The largest search engine we have used consisted of an 8 node network. On each node we index the content labels of 20,000 information objects, using 16 Mbytes of memory. Although the Sparcstations have anywhere from 64 to 128 Mbytes of memory, we found that attempting to allocate more than 16 Mbytes resulted in excessive paging activity. Presumably this is a result of the other activities, some of them in the background, going on at all times throughout the network.
The prototype is fully distributed, using a pure message-passing communication mechanism. All messages are one-way: no process ever waits for a reply to a message. The memory model is local, i.e., a ``shared nothing'' system. It is not a parallel processing algorithm, but we are investigating whether it can be ported to a parallel machine architecture.
The individual nodes are implemented as servers. Specifically, they are implemented as connectionless, multi-threaded, interrupt-driven, stateless servers. Each server is responsible for a fixed amount of memory, 16 Mbytes, which is small enough for page faulting to be rare so that, to a first approximation, the 16 Mbytes can be regarded as physical memory.
Messages between nodes are buffered and sent in groups to improve throughput at the expense of some response time. The amount of buffering can be adjusted so as to maximize throughput for a given response time requirement. In the test runs, the buffer size was adjusted for each configuration so that the frequency with which packets are being sent is approximately the same. Otherwise, when one varies the number of nodes, all one is measuring is the effect of the buffer size. We have a mechanism for flushing buffers when this is deemed to be appropriate. Load balancing is done by measuring the relative performance of the nodes at the beginning of each run, and then allocating tasks to the nodes using this measurement.

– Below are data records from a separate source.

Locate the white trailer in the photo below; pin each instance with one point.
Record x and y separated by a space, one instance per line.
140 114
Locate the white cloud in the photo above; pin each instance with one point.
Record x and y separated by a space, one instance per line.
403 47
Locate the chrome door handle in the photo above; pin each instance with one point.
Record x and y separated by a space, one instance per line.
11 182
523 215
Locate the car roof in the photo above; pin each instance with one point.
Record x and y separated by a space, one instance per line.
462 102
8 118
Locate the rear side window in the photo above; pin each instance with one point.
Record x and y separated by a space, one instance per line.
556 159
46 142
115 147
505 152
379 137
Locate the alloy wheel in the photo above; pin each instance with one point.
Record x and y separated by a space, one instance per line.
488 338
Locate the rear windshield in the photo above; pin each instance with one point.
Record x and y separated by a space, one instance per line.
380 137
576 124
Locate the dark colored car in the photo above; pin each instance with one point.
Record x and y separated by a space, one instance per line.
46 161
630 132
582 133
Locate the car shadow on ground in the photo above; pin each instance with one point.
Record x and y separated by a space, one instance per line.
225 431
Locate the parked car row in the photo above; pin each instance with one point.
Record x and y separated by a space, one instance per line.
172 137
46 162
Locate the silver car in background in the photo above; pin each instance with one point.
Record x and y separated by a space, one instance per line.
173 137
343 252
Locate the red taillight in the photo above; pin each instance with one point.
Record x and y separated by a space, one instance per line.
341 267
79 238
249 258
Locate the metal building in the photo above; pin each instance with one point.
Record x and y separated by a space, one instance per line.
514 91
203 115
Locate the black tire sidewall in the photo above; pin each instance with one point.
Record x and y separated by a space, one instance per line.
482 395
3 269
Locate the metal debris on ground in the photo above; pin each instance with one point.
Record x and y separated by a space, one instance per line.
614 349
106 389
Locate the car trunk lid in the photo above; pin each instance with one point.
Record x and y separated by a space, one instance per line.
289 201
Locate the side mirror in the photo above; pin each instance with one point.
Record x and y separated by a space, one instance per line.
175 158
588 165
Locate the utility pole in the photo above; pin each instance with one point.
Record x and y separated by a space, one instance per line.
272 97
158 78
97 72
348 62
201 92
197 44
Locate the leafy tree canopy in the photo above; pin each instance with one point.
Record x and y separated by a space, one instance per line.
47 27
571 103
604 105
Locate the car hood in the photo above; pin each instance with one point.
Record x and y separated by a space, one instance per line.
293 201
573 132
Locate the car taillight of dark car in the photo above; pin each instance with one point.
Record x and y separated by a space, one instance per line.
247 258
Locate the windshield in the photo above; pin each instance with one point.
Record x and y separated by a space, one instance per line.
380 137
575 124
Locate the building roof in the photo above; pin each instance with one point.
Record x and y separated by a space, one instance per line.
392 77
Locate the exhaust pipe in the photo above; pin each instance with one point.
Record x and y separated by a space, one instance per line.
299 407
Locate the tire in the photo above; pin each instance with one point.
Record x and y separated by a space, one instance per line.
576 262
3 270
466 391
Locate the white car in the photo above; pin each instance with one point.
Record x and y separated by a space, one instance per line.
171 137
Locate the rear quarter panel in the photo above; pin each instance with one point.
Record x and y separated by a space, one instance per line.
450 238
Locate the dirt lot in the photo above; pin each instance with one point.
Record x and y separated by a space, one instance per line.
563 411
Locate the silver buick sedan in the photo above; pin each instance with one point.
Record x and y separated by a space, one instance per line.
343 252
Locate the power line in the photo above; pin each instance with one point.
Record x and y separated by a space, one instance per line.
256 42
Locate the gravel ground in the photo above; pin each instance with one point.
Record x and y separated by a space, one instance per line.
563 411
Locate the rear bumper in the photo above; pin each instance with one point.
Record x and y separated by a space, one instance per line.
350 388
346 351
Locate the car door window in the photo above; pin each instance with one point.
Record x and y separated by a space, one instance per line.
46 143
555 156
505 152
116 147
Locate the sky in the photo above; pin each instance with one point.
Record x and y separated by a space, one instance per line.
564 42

In figures 3 and 4, we show the median and 95 percentile response times, respectively, versus throughput for 2-, 4- and 8-node search engines.
The 2-node engine has the best response time for 200 queries/second, but for a larger throughput its response time goes off the scale. Increasing the number of nodes to 4 results in a slightly slower response at 200 queries per second, but now the throughput can be increased to 400 queries per second before the response time goes off the scale. The 8-node engine has the slowest response at low throughputs, but can sustain the highest throughput before the response time goes off the scale.
The prototype is running well enough to obtain throughput and response-time data on randomly generated databases and queries, and the user interface understands UMLS. However, these two components were not yet integrated at the time this paper was written.